Rather than containing any specific details about the Gaza genocide, the paper merely referred to “the current conflict in the Middle East.”
Palestine solidarity groups and numerous academics had called for Israel to be expelled from Horizon Europe, the EU’s scientific research program. Yet the paper underscored that the European Commission was opposed to those calls.
Ending participation in the program “solely on the basis of the nationality should be considered as an improper termination” and “amounting to discrimination,” the paper – see below – says.
The argument put forward here betrays the pro-Israel bias of the EU institutions.
The Gaza genocide involves racism in its rawest form. Benjamin Netanyahu, Israel’s prime minister, has repeatedly framed it as a war of “civilization against barbarism.” At one point, he invoked the Bible to apparently threaten an entire population with annihilation.
Although Palestinians are viewed as “human animals” who may be butchered en masse, the EU has been eager to paint Israel – the state carrying out the genocide – as a potential victim of discrimination.
“Immense pressure”
The EU’s phrasing closely resembles language found in an appeal made by Israel’s Association of University Heads a few months prior.
In June last year, that association categorized calls for Israel’s exclusion from EU research activities as “discriminatory treatment.”
The association sent two appeals that month to Iliana Ivanova, then the EU commissioner overseeing scientific research.
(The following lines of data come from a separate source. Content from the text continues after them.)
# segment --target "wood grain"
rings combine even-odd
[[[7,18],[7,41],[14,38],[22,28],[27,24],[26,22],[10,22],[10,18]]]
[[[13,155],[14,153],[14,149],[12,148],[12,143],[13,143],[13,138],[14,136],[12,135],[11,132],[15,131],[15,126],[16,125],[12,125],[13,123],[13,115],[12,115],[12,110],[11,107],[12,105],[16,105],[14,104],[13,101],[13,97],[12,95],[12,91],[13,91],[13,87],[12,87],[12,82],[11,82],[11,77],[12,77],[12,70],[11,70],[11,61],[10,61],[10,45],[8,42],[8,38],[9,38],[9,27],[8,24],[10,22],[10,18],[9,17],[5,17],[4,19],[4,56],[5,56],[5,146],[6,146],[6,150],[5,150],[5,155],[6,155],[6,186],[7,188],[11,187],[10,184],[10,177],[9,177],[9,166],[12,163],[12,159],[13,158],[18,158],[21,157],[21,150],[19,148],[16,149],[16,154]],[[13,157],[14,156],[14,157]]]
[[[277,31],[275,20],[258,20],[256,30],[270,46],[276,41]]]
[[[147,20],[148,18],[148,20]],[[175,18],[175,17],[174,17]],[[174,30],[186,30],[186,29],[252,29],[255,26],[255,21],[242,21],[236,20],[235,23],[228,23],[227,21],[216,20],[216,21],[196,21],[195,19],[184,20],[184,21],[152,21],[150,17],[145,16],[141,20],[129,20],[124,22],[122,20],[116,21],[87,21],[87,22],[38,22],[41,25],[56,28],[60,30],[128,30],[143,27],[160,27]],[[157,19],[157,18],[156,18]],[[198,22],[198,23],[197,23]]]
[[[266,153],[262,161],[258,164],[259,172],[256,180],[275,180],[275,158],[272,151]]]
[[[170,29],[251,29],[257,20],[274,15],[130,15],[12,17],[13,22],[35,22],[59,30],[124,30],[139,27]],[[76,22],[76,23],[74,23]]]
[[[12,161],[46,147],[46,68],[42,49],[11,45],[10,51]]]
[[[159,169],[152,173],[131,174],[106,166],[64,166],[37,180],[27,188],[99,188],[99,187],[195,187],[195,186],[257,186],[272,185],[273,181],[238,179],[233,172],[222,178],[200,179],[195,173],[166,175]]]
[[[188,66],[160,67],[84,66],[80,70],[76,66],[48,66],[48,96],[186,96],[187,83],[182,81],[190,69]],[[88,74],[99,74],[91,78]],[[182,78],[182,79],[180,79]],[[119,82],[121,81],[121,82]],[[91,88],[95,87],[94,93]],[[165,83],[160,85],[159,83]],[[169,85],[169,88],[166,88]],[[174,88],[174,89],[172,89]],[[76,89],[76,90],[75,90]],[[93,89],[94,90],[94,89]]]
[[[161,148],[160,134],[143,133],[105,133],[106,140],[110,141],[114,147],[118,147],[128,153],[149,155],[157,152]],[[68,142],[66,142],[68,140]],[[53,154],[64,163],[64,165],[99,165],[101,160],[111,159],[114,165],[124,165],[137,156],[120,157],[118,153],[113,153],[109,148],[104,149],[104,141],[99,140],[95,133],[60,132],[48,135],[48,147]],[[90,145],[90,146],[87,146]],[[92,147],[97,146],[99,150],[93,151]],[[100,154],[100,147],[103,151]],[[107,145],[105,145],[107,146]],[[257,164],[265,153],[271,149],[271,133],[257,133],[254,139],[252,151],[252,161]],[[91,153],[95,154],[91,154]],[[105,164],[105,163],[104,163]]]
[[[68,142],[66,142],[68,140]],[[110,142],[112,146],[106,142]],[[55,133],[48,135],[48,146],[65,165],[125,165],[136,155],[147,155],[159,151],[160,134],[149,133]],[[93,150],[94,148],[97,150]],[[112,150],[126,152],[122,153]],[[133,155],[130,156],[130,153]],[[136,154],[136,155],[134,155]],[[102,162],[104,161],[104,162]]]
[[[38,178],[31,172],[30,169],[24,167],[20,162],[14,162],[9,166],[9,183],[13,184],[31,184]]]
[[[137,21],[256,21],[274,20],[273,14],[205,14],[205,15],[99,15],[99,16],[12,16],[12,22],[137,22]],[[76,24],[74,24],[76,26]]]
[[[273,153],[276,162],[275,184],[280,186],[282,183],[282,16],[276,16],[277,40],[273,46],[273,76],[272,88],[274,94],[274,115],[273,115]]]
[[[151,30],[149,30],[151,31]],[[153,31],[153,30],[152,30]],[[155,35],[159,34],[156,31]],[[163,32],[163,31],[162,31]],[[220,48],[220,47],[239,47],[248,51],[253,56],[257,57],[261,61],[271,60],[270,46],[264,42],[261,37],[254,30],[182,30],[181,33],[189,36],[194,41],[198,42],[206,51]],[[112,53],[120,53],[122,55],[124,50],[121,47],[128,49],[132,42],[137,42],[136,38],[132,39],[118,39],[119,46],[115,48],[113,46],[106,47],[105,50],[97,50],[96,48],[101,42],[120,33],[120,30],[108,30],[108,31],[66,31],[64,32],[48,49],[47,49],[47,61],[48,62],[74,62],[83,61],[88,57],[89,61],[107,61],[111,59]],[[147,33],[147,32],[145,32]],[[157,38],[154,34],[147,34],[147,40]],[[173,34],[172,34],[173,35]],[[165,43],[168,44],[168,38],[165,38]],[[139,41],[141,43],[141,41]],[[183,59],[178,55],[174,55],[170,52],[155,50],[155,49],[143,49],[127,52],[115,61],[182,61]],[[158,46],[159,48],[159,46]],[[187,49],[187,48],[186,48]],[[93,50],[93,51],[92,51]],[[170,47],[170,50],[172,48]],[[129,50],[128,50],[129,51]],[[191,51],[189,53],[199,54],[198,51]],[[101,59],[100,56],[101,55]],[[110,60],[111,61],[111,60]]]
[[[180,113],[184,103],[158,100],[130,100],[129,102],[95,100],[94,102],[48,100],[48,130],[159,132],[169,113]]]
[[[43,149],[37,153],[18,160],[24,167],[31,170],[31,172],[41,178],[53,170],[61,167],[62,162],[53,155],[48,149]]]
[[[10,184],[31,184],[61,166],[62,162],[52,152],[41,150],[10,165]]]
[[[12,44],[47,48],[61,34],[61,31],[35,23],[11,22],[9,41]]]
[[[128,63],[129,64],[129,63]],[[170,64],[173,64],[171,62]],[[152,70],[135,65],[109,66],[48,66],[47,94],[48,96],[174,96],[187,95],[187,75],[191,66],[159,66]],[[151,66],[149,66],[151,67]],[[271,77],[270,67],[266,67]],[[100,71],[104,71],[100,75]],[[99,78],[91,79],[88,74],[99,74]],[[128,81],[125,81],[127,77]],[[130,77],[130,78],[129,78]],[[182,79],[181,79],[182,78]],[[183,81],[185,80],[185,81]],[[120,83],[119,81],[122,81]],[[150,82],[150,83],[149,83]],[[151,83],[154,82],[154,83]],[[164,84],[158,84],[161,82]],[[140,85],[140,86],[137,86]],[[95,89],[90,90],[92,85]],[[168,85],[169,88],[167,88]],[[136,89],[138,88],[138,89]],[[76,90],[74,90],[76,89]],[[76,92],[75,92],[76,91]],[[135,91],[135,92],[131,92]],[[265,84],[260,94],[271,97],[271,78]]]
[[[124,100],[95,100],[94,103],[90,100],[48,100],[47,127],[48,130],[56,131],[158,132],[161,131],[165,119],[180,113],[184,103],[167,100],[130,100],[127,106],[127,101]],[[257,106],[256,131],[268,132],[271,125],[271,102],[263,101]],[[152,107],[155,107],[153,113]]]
One of the letters stated that “EU project officers have been helpful in resisting calls for the exclusion of Israeli participants from EU funding, but they are under immense pressure and need guidance.”
The “immense pressure” is almost certainly a reference to the massive public revulsion at the horrors Israel has inflicted on Gaza.
In response to that pressure, the European Commission finally proposed on 27 July this year that Israel should be “partially” suspended from research cooperation.
The proposal – which has been rejected by Germany, Israel’s largest ally among the EU’s governments – would have applied to small firms making technology that can have military applications.
Under current rules, all EU-financed research projects are nominally limited to civilian use.
The European Commission has nonetheless been assessing a widening of its research program so that weapons development can be funded.
The paper prepared for the aforementioned meeting between Brussels officials and the Israel Innovation Authority notes that the widening was raised during an earlier discussion with diplomats representing Netanyahu’s government.
During that earlier discussion – held in April 2024 – the Israelis expressed preferences for how EU research with a possible military dimension should be handled and it was agreed that there would be further consultation on the surrounding issues.
There is only one possible way to interpret this information: The European Union has been brainstorming about future weapons development with Israel at a time when that state is conducting a war of extermination.
Following Netanyahu’s new announcement that he is expanding the war on Gaza, the German Chancellor Friedrich Merz has banned the supply of weapons to Israel if those weapons are intended for use in Gaza.
Merz’s ban does not lessen the culpability of the Berlin political establishment. The US and Germany were the two biggest arms exporters to Israel ahead of the genocide and both have maintained the weapons flow since October 2023.
Nor should it be forgotten that Merz has recently praised Israel for doing the West’s “dirty work.” While his observation was focused on Iran, the attacks on that country cannot be disentangled from the decades of subjugation which Israel has inflicted on Palestinians.
All of Israel’s violence can be considered as dirty work. Dirty work in which Europe has connived for decades.